High-Throughput Selective Capture of Single Circulating Tumor Cells by Dielectrophoresis at a Wireless Electrode Array
We demonstrate continuous high-throughput selective capture of circulating tumor cells by dielectrophoresis at arrays of wireless electrodes (bipolar electrodes, BPEs). The use of BPEs removes the requirement of ohmic contact to individual array elements, thus enabling otherwise unattainable device formats. Capacitive charging of the electrical double layer at opposing ends of each BPE allows an AC electric field to be transmitted across the entire device. Here, two such designs are described and evaluated. In the first design, BPEs interconnect parallel microchannels. Pockets extruding from either side of the microchannels volumetrically control the number of cells captured at each BPE tip and enhance trapping. High-fidelity single-cell capture was achieved when the pocket dimensions were matched to those of the cells.

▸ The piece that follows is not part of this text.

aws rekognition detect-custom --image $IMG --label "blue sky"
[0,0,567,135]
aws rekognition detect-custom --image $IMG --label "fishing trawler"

A second, open design allows many non-targeted cells to pass through. These devices enable high-throughput capture of rare cells and single-cell analysis.
This article is published as Li, Min, and Robbyn K. Anand. "High-throughput selective capture of single circulating tumor cells by dielectrophoresis at a wireless electrode array." Journal of the American Chemical Society (2017). 10.1021/jacs.7b03288. Posted with permission.